Table 1 Inclusion and exclusion criteria for the selection of randomized controlled trials

Study screening and quality assessment

Two reviewers (AE and YS) independently screened the titles and abstracts of the identified studies to determine if they met the inclusion criteria, using a hierarchical screening method adapted from PRISMA. Subsequently, the full text of the eligible studies was assessed by the same reviewers independently. Disagreements between the two reviewers (AE and YS) were resolved by discussion. Clinical experts were consulted and existing systematic reviews and meta-analyses were reviewed to identify any relevant studies that were missed. Each included RCT was assessed using the Cochrane risk of bias tool [17] on six validity domains: selection (sequence generation, allocation concealment), performance (blinding of participants and personnel), detection (blinding of outcome assessment), attrition, reporting, and other sources of bias.

Data extraction

Using a standard spreadsheet, the following data were extracted: (1) study design, (2) sample size, (3) patient characteristics, (4) treatment doses, (5) treatment and/or follow-up duration, and (6) efficacy outcome measures.

Data analysis methods

Network meta-analysis (NMA) methods were used to synthesize the evidence from the RCTs on relative effectiveness across the treatment options. Binomial likelihood functions were assumed for the binary events of interest, and a random effects model was used for all the outcomes. The NMA was conducted within a Bayesian framework using JAGS v.4.3.0 [18] and the R package “gemtc” [19]. Under this framework, the distribution of each parameter of interest (posterior distribution) was estimated through a Markov chain Monte Carlo simulation method. We ran three Markov chains and performed 70,000 simulations for each chain for each outcome, and we excluded the first 20,000 simulations to ensure that we selected only converged values. We further assessed the convergence for all models through the Gelman and Rubin diagnostic [20]. Vague priors were assumed throughout the model. Normal priors were assumed for treatment effectiveness parameters with a mean zero and a variance of 10,000, while a uniform prior U(0,2) was assumed for the standard deviation of the heterogeneity parameter. Median estimates for the parameters of interest together with their 95% credible intervals (95% CrI) were constructed from the posterior distributions of the MCMC simulations. In addition, the probability of each treatment to be the best, second best, third best, etc. was presented for all treatment options using rankograms.
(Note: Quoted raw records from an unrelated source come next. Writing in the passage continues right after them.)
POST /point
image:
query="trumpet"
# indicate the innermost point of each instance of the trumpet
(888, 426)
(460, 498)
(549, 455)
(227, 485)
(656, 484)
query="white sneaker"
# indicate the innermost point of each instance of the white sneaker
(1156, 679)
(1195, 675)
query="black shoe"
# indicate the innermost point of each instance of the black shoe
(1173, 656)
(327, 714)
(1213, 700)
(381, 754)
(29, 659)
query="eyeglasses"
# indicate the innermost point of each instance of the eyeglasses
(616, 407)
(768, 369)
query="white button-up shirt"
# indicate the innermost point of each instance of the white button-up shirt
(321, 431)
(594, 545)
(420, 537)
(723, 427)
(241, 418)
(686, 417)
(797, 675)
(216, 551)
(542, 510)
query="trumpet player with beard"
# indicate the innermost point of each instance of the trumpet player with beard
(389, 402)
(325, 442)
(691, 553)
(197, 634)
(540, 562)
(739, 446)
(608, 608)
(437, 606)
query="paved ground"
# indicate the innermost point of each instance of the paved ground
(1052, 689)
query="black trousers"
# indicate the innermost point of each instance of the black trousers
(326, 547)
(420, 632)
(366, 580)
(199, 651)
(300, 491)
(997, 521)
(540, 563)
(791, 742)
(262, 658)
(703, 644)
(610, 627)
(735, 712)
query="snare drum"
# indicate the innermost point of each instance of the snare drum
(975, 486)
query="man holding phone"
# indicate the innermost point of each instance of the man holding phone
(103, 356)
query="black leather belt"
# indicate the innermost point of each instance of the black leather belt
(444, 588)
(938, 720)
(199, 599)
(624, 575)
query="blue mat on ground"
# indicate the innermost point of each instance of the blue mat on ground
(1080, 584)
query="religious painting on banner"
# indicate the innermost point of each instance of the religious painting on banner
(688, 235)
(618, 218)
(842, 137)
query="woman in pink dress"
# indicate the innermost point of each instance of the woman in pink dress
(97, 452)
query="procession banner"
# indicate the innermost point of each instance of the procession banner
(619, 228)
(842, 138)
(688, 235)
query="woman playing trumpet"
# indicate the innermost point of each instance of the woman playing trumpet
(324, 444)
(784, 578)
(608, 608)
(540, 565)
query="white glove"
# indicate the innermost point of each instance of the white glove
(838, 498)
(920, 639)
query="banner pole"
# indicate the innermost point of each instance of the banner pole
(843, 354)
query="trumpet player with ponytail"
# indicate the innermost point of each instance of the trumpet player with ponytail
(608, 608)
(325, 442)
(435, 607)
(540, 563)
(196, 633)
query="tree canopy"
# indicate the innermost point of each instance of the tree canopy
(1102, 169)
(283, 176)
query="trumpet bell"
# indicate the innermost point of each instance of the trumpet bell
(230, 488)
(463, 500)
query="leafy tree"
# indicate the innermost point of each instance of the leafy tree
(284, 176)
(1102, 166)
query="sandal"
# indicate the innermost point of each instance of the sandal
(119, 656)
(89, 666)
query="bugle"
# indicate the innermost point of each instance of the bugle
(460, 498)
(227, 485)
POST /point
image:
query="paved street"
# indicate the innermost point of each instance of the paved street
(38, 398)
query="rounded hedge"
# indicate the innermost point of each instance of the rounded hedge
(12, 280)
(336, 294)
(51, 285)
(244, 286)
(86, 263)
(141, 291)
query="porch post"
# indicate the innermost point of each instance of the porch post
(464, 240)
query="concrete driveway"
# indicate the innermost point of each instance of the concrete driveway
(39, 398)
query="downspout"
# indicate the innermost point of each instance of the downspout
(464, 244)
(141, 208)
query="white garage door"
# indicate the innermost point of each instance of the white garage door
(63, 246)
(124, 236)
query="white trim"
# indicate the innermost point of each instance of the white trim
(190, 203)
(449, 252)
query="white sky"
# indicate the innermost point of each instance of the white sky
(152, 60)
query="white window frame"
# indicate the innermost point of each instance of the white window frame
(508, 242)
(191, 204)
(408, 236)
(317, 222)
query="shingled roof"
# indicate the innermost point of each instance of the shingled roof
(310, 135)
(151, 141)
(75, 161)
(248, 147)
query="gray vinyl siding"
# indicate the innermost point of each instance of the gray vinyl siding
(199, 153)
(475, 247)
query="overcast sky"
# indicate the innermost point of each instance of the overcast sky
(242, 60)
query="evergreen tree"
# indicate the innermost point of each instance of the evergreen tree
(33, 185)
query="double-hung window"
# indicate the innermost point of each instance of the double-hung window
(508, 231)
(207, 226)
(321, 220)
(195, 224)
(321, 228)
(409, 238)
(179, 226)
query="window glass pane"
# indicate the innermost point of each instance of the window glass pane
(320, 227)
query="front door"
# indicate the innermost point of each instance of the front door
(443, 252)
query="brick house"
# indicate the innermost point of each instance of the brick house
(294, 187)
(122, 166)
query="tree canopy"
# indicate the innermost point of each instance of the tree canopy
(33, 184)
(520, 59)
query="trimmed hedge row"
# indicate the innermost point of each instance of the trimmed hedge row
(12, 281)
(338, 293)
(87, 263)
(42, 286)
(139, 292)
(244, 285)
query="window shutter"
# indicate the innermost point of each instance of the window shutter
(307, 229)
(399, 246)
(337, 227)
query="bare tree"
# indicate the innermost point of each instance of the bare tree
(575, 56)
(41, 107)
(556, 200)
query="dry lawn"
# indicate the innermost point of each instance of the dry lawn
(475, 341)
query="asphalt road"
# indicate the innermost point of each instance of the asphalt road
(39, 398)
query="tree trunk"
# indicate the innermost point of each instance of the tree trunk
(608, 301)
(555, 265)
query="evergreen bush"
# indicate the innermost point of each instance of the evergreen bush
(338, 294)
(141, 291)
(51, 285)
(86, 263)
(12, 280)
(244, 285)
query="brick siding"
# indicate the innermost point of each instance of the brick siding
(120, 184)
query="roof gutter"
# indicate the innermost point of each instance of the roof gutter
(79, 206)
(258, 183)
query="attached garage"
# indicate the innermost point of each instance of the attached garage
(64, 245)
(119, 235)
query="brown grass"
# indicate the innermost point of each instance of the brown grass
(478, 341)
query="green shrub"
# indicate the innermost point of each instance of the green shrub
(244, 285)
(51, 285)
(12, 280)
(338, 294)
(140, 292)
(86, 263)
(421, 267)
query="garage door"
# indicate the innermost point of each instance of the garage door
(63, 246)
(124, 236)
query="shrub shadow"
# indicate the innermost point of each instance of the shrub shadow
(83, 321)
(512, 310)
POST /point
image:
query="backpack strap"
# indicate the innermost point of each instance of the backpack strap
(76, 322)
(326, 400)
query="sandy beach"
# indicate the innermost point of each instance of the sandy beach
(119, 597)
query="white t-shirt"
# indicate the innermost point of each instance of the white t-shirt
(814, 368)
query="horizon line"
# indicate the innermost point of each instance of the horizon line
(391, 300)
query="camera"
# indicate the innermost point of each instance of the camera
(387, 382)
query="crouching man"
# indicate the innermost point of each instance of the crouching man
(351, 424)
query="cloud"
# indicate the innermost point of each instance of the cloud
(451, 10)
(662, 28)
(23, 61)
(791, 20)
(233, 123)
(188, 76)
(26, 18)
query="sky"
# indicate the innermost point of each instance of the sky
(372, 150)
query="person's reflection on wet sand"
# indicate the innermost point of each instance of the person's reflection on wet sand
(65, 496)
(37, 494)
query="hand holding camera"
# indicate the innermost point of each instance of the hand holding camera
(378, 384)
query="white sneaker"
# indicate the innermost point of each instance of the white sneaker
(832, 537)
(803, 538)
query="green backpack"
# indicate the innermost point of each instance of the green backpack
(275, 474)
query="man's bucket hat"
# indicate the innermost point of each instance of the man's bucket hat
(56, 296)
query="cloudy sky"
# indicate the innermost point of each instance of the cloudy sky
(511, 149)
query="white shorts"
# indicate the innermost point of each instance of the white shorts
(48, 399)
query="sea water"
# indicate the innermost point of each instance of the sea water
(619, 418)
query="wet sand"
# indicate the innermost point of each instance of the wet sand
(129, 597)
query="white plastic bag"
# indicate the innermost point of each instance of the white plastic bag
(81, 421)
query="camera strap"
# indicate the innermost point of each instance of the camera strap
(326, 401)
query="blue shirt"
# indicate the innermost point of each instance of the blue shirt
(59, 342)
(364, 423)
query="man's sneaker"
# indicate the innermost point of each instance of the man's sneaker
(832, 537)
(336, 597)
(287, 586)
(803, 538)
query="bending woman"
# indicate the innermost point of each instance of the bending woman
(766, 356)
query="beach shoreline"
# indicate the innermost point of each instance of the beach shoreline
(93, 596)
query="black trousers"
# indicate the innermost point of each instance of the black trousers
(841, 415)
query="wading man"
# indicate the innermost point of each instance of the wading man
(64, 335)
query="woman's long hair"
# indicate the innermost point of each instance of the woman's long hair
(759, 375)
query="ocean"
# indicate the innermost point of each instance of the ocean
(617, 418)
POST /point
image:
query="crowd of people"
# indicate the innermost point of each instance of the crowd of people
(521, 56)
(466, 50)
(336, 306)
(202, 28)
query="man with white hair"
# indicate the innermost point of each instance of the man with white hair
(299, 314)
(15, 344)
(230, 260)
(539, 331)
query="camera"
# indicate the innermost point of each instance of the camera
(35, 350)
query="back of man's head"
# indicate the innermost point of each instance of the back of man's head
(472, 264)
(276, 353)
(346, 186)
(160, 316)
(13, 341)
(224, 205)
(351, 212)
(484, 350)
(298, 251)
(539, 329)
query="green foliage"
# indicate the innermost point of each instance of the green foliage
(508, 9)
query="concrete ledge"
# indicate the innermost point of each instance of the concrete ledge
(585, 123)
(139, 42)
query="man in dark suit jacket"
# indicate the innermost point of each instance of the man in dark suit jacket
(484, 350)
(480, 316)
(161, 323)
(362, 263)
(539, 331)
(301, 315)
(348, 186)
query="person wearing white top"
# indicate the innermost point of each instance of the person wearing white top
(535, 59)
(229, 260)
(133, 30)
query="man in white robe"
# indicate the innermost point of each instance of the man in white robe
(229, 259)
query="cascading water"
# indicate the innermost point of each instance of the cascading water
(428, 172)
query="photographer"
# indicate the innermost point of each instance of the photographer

An important assumption underlying NMA is that of consistency between the direct and indirect evidence of relative efficacy. Inconsistency check evaluates the validity of a network meta-analysis by assessing the compatibility of direct and indirect evidence. If the results from direct evidence conflict with the results from indirect evidence then this highlights a problem of inconsistency in the network. In this case, one could argue that inconsistency in the network, that is the direct and indirect evidence, may not be compatible. Any presence of inconsistency in closed loops was assessed through the use of the node-split method [21]. The difference in effect size between the direct and indirect evidence was estimated and tested to see if the difference was significantly different from zero. Any p values below 0.05 would indicate that the difference in effect size between direct and indirect evidence was statistically significant from zero and therefore inconsistency existed in the model. In the case where inconsistency was identified, the studies involved in the inconsistent loops of the network were reviewed to detect any clinical heterogeneity that might have caused the inconsistency.

Sensitivity analysis was performed to assess the impact of assumptions related to the type of model (fixed vs random) on the estimates of relative efficacy (Additional file 6).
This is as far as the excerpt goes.